Describe the process of developing the EUReka components of the course.
I designed my class as a EUReka course from the outset, so the entire course is coordinated around the various steps involved in producing the creative project (designing and making a book of a favored text) and writing an artist’s statement that indicates the rationale for the various design principles. My plan was to help students understand the various components of bookmaking and the history of book arts. Then, they would be challenged to interpret their chosen text and design a book that represents that text and its interpretation. I anticipated that the students would have no experience in book making so I planned the assignment as a series of scaffolded steps, with lots of individual feedback and mentoring from me, so that they could think about their choices and put them in the context of the larger history of book making. I also made it a requirement that they would have to develop a video of their book and explain their choices as artists by integrating components of their artist’s statements. From the beginning, students were aware that they would be presenting their books at the Undergraduate Research Symposium, so they knew they would have an audience for their work beyond our classroom.
How does teaching a EUReka course compare to teaching similar classes without the designation?
One aspect that became crucial was the individual feedback at each stage of the process. Mentoring them through the process required lots of brainstorming sessions. Offering suggested readings or model books that would engage their thinking meant I had to conduct research in the book arts far beyond my areas of expertise. It was fun to help them imagine possibilities and then challenge them to find inspirational books or art that could serve as background research for their projects. In the end, I wanted them to feel ownership over their choices, even as I hoped they would develop some knowledge about the vast nature of book arts worldwide.
What benefits do you think your students gained from participating in the EUReka course-based undergraduate research experience?
Two key benefits were clear. Students enjoyed having a tactile learning experience, and they loved engaging with others about their projects. The Undergraduate Research Symposium was a great opportunity for them to receive feedback on their books and on their choices as artists. Some really blossomed through that process. Students also told me that this project, while really hard, was also the most engaging they had had that semester. Being able to do something with their hands and be creative meant a great deal to them in a semester of online learning and social distancing. It was also so different from the work produced in other courses (argumentative essays, standardized tests, etc.) that they found it fun.
What advice would you give instructors thinking about developing a EUReka course?
Be flexible and inventive. Students threw all kinds of crazy pitches my way, and I had to adjust the parameters of the assignment because they were so inventive as they engaged in the book arts.

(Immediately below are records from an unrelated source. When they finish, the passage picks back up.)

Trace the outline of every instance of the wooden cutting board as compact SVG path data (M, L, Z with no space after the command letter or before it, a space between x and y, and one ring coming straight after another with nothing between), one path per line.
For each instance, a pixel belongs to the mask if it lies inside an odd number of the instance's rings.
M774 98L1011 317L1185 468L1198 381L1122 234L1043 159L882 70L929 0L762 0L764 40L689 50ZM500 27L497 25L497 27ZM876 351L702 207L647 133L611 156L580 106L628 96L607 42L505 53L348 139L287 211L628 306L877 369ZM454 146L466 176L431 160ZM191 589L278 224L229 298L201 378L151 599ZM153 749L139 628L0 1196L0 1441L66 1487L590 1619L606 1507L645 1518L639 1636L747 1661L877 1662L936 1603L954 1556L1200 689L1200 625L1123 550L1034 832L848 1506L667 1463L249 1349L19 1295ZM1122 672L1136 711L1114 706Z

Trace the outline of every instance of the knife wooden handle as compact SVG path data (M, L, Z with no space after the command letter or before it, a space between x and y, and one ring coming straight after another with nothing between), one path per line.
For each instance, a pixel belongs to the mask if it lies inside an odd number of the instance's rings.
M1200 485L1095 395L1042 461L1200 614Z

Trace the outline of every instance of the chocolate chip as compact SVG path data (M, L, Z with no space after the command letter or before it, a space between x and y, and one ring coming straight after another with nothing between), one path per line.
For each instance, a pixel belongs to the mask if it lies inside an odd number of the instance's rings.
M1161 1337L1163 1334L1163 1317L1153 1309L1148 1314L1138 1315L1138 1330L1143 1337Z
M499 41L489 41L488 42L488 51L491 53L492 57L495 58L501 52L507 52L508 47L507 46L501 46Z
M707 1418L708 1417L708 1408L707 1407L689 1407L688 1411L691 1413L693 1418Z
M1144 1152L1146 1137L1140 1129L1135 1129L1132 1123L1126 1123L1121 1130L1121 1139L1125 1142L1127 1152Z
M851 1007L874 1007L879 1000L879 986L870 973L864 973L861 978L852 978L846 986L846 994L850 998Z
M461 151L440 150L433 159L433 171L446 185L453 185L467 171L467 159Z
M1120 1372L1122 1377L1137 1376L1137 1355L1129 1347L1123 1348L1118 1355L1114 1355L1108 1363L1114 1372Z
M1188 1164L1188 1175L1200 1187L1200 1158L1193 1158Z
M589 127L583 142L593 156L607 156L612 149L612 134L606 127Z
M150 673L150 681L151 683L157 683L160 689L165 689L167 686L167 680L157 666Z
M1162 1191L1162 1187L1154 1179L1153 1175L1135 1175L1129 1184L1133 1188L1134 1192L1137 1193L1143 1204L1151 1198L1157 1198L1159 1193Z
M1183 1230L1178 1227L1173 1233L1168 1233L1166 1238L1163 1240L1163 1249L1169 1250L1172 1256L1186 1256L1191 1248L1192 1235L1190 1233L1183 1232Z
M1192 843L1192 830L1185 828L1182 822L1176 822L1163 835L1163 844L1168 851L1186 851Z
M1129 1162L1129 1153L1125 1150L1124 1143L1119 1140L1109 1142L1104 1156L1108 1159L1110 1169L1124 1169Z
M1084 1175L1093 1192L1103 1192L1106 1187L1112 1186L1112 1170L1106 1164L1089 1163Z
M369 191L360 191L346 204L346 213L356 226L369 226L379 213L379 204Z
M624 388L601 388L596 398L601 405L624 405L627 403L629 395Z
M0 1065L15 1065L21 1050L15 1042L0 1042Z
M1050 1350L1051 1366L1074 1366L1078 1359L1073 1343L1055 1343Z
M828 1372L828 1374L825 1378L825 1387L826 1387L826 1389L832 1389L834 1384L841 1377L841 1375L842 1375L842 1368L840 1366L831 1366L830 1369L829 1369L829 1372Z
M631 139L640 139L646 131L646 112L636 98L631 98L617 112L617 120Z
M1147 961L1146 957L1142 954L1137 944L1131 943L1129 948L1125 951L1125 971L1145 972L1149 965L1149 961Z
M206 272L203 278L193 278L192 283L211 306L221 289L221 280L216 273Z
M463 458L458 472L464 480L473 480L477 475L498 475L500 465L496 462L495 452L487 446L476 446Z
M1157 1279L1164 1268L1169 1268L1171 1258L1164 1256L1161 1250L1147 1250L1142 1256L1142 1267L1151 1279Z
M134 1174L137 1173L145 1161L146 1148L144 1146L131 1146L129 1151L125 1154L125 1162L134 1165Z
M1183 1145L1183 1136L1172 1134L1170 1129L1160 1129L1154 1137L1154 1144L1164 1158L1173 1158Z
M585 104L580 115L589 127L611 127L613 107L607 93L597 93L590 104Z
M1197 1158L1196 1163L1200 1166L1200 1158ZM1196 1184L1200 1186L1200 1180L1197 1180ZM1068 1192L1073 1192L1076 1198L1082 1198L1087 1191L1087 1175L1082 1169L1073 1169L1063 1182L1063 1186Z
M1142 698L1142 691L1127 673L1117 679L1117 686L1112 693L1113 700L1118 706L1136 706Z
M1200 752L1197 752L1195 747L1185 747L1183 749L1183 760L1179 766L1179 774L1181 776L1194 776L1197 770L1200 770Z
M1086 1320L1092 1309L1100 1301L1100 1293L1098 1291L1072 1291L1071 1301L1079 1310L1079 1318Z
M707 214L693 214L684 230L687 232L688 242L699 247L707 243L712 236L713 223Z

Giving them latitude to explore meant students produced work that was deeply personal and culturally valuable.
Any other thoughts to add?
This was such a rewarding experience. I have all kinds of ideas for adjustments to make the course even better next time around, including how to integrate the Undergraduate Research Symposium into the course in a more central way. If faculty are interested in teaching a EUReka course, I highly recommend that they review some of the great work showcased at the most recent Symposium, as it was hugely inspiring to experience.